The important thing to realise is that there is a huge disincentive for academics (despite the fact that academics are disproportionately left-wing) and media personalities to question what happened, because the world is full of people like theo47 who simply put their fingers in their ears and go 'la la la la children holocaust deniers wingnuts la la' when they do. The obstacle for 'conspiracy theorists' to overcome is this: Everyone else expects them to explain everything (who, what, why, how) in one go.
But, by their nature, investigations are gradual processes. Steven Jones, the physicist who wrote a paper on the collapse of the buildings, was very clear right from the start that he wasn't interested in speculating about who did what or why - he was only interested in discussing the science. Even so, he was ridiculed and ignored by the mainstream, not because of what he SAID, but because of what his claims IMPLIED. That is short-sighted, and unfortunate.
(As an aside, I would wager that Steven Jones has a firmer grasp of the science involved than Noam Chomsky.)
I am absolutely for more investigation. It's really unfortunate that there are people who turn the notion of looking into it as though it somehow bad. I think the 9/11 commission themselves have pretty much acknowledged that their scenerio for why the building collapsed is only the best they can come up with, and not necessarily even likely.
I was especially disgusted with the calls, in particular by politicians, to get rid of professors just because of the position they took on 9/11. It shows a total lack of respect for the academic freedom, which protects research no matter how controversial. If we disallow people to investigate things just because they are controversial, we will only regress as a society.
If everyone was as open-minded as you, the world would be a far better place.
Noam Chomsky has been talking about this issue for years, he says Americans wouldn't care because they don't. It's only now several years after the war on terror and the campaign in Iraq that ordinary Americans are coming around.
http://www.videosift.com/video/Manufacturing-Consent-Noam-Chomsky-and-the-Media
http://www.muckrakerreport.com/id359.html
he says it's impossibel to predict that the plane would hit the WTC, i dont understand to whom? the hijackers knew it would and aimed them extremely carefully. the goverenment agencies would ahve known an hour before the second plane hit that other hijacked planes were going to hit something important and accurately.

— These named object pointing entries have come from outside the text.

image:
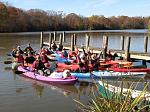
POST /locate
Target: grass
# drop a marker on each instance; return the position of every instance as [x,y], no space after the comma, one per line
[107,101]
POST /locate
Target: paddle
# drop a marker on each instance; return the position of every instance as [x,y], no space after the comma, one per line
[19,72]
[8,62]
[9,54]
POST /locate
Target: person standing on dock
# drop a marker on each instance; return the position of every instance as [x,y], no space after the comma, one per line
[105,51]
[54,46]
[28,49]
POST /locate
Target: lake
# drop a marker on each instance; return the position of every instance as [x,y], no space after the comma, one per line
[19,94]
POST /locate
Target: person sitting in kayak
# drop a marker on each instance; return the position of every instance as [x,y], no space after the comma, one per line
[83,64]
[95,62]
[13,53]
[54,46]
[19,49]
[19,58]
[60,47]
[66,74]
[28,49]
[64,54]
[29,58]
[39,66]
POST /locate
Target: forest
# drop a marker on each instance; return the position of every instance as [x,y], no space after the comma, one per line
[13,19]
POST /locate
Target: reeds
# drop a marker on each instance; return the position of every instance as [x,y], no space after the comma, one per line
[115,101]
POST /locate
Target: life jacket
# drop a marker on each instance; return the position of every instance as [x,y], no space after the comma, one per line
[38,65]
[19,59]
[44,59]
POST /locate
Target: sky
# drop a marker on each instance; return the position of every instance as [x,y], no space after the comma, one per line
[88,8]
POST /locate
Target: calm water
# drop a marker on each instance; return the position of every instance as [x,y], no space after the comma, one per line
[19,94]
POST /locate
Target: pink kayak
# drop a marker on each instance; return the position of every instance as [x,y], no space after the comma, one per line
[130,70]
[47,79]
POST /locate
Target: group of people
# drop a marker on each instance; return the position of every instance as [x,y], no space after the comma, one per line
[28,57]
[86,59]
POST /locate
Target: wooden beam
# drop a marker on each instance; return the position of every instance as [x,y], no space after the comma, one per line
[72,42]
[145,44]
[41,40]
[122,43]
[127,54]
[87,41]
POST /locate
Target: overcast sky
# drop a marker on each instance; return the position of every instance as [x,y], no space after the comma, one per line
[88,7]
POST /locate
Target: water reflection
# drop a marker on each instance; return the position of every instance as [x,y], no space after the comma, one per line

also, his reasoning is flawed when he says 'who cares?' about who did it, 'why should it matter?', saying it diverts attention from things that do. it matters exactly because of what he said at the beginning, if there's some chance that some powerful americans had a part to play in the planning of the 9/11 attacks then they would need to be found. it would be important that people who would plan such things are dealt with.
could someone put this through the front page again so people can debate this?